In a brazen advance, the People’s Protection Units or YPG not only dealt a major blow to Western- and Turkey-backed rebels that were safeguarding a supply route from Aleppo to Turkey, but pressed their own stated goal in the war: To unite separated Kurdish enclaves in northern Syria into a single unit, the nucleus of what its parent organization in Turkey, the Kurdistan Workers’ Party, views as a future Kurdish state to be carved out of Syria and Turkey.

Ankara swiftly demanded the YPG abandon the territory it had claimed and began shelling the militia across the international border.

The U.S. State Department’s evenhanded response — admonishing both Turkey and the YPG and calling on both to back off — infuriated Ankara. “The only thing we expect from our U.S. ally is to support Turkey, with no ‘ifs’ or ‘buts,’” snapped Prime Minister Ahmet Davutoğlu on February 20.

The YPG halted its advance on Azaz, but it’s unclear for how long.

The increasingly bitter tone of the dispute with Washington — President Recep Tayyip Erdoğan said at one point, “Am I your ally, or are the ‘terrorists’ in Kobani?” in a reference to the YPG’s stronghold — shows how out of synch the two NATO allies have become.

President Obama’s proclivity to disengage from the Arab world, his tilt towards Iran (the main regional rival for U.S. allies Turkey and Saudi Arabia) and his announced “pivot” towards Asia are no doubt factors in the falling out with Ankara.

Also a factor is Obama’s broader goal to avoid entanglement in another Middle East conflict, a reflection of the popular revulsion to his predecessor’s war in Iraq.
Whatever the reason, U.S. policy has been marked by frequent shifts in tackling Syria.

America’s alliance with a Kurdish militia that Turkey views as a threat to its territorial integrity and Washington’s daily praise of the fighters’ prowess on the ground may have encouraged the YPG to use the war in Syria to carve out a Kurdish state.
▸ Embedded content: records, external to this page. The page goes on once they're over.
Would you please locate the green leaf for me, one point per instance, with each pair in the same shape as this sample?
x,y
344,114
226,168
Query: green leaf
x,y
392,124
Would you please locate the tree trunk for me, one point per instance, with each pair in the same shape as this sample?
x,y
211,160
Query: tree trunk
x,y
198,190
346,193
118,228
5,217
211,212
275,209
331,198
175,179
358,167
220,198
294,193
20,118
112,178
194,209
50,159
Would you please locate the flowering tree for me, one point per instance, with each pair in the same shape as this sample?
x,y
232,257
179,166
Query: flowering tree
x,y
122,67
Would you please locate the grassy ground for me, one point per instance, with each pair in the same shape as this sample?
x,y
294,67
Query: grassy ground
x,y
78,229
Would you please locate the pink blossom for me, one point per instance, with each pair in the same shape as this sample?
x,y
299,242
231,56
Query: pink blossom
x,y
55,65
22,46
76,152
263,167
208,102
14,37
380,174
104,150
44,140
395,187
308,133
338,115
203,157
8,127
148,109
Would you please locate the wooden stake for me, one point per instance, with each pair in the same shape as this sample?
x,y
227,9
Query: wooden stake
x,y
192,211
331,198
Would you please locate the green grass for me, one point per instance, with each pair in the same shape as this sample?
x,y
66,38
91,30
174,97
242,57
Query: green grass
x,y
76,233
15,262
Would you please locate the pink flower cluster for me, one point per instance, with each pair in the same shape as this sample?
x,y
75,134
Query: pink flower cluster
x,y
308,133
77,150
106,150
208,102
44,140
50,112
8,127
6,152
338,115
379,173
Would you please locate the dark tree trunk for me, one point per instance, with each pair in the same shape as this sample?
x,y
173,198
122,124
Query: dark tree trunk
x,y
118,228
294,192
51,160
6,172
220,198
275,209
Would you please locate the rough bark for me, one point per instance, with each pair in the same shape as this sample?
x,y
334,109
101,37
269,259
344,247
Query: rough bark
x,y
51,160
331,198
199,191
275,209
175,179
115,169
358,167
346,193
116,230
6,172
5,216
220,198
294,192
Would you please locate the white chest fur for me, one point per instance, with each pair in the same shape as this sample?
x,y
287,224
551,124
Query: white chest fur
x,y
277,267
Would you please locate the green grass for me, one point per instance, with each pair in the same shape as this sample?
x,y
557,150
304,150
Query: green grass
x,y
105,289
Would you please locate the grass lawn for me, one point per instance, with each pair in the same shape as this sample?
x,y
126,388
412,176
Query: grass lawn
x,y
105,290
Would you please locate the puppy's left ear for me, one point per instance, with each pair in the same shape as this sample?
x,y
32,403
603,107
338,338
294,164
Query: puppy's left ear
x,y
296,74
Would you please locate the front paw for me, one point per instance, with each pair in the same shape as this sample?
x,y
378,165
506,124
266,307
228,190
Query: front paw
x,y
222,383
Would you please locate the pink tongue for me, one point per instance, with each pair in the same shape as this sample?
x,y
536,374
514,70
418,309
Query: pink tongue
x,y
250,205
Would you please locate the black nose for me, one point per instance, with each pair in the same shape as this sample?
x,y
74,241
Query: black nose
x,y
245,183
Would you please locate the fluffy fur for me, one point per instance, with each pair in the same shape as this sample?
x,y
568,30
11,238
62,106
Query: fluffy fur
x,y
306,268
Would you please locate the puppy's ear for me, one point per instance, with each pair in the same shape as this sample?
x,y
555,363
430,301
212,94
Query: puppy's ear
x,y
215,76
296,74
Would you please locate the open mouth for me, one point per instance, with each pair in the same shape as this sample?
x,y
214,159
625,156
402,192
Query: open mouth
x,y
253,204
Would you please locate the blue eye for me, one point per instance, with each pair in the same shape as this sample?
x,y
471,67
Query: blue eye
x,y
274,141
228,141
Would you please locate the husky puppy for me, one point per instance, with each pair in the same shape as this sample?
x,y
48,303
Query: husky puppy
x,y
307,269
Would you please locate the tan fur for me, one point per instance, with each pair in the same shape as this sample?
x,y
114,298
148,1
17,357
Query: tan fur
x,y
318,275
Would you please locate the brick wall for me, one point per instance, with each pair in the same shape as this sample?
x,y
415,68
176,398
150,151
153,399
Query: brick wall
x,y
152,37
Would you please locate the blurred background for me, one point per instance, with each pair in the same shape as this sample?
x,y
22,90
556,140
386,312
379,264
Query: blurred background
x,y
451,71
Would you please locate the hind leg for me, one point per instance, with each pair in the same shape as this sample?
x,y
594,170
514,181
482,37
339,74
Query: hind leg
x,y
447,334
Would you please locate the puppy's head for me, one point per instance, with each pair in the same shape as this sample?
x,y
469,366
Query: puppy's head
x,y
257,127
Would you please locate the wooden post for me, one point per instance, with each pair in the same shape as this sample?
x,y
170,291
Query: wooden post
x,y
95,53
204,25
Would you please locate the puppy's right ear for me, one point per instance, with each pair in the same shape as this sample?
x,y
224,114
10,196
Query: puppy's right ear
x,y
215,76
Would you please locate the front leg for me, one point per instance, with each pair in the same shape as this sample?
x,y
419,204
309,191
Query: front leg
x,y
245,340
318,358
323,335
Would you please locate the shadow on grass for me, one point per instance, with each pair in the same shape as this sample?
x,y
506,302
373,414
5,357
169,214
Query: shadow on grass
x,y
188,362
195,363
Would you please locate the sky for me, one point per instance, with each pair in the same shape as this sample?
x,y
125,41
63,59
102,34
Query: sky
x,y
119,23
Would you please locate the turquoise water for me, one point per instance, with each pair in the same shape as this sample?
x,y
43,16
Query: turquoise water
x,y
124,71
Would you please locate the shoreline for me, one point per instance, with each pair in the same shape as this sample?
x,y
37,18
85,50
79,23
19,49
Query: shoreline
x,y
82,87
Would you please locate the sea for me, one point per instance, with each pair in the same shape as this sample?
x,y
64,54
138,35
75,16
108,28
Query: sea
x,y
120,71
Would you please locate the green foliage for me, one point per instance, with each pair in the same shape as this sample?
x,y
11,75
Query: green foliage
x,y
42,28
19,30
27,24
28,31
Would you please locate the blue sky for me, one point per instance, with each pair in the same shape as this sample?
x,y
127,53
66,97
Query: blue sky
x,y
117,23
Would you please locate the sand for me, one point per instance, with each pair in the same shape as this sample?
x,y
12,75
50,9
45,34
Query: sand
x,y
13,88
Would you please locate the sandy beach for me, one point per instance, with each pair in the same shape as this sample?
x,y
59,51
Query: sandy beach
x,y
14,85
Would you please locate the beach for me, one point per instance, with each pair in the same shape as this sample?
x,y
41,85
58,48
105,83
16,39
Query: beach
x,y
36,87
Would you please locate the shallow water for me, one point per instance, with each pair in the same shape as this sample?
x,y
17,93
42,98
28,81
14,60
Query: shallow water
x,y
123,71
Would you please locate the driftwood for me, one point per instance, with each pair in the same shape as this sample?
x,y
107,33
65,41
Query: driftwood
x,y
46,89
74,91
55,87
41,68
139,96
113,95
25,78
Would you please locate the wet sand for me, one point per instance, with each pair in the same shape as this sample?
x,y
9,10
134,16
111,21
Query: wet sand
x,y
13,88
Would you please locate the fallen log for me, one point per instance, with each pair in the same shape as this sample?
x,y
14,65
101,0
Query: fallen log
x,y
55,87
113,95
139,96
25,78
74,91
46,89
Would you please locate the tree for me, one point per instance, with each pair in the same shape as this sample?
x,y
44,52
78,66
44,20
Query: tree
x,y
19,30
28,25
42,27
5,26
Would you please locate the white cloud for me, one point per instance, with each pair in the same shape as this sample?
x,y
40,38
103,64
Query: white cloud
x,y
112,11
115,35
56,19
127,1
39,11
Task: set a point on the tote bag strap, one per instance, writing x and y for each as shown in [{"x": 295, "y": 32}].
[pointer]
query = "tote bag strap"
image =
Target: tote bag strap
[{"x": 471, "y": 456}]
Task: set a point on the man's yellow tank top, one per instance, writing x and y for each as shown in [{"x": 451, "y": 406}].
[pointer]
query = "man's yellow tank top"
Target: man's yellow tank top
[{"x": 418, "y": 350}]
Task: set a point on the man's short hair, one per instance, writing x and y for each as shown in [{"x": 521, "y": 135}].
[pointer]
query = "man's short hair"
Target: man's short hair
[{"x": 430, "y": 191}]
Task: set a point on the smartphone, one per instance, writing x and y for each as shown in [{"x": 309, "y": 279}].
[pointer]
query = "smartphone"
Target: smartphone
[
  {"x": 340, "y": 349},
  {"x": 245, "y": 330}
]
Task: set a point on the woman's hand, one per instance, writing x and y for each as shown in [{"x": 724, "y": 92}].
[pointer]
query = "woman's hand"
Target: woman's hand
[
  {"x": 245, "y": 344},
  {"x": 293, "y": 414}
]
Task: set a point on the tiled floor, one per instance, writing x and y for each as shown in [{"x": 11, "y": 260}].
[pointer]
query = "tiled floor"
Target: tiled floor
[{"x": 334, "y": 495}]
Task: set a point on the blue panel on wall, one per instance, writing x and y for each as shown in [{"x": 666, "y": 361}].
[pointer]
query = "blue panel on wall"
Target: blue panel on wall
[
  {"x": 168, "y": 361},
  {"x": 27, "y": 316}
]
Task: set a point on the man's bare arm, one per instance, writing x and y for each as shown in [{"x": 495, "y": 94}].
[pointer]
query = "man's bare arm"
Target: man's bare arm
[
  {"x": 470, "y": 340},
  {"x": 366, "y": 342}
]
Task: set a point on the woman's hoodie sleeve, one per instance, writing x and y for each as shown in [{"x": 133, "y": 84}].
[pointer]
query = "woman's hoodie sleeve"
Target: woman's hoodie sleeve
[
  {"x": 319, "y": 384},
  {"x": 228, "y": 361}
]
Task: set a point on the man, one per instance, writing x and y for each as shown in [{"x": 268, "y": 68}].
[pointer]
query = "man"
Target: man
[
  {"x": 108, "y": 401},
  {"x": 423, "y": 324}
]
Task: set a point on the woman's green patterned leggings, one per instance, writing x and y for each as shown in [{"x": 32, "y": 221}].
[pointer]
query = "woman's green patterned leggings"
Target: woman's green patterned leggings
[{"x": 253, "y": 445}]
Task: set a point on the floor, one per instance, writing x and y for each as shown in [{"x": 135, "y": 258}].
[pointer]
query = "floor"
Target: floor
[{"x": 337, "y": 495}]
The biggest strategic error in Turkey’s view was the U.S. refusal to step up support for Arab opponents of the Assad regime after the Russian intervention on the side of government forces.

As far as Turks are concerned, the aim of U.S. diplomacy should be to counter Russian expansionism, not to offer Moscow a permanent grip on the region. Turks view the U.S. drive for a cease-fire and the opening of peace talks as misguided. The gambit may play with U.S. public opinion, but it cannot end the war after Russia upended the battlefield unless the U.S. has the will to re-balance it, officials say.

While the entire debacle is a stew of warlords, Islamic fanatics and ambitious Middle Eastern countries (plus a newly aggressive Russia), the tangle offered the United States an opportunity to structure an agreement that would have helped settle the region for years to come. Instead, the Obama administration backed off and let the entire mess bubble up so that Russia and Iran had an opening to step in and make matters much worse.

No doubt Obama was frightened of the spectre of the Bush administration’s entanglement in Iraq and Afghanistan, but that is the job of a president… to exercise power and lead the world in a direction that will end with greater peace and cooperation. Obama liked to say that he used to be a community organizer, but a better word for that is a community insurrectionist.

It appears that Obama’s inaction in the Middle East has also led to widespread insurrection, resulting in the death of tens of thousands and the displacement of hundreds of thousands or even millions. It is hard to know how things might have turned out with a better leader, but Obama’s legacy in the Middle East will be one of widespread death and destruction.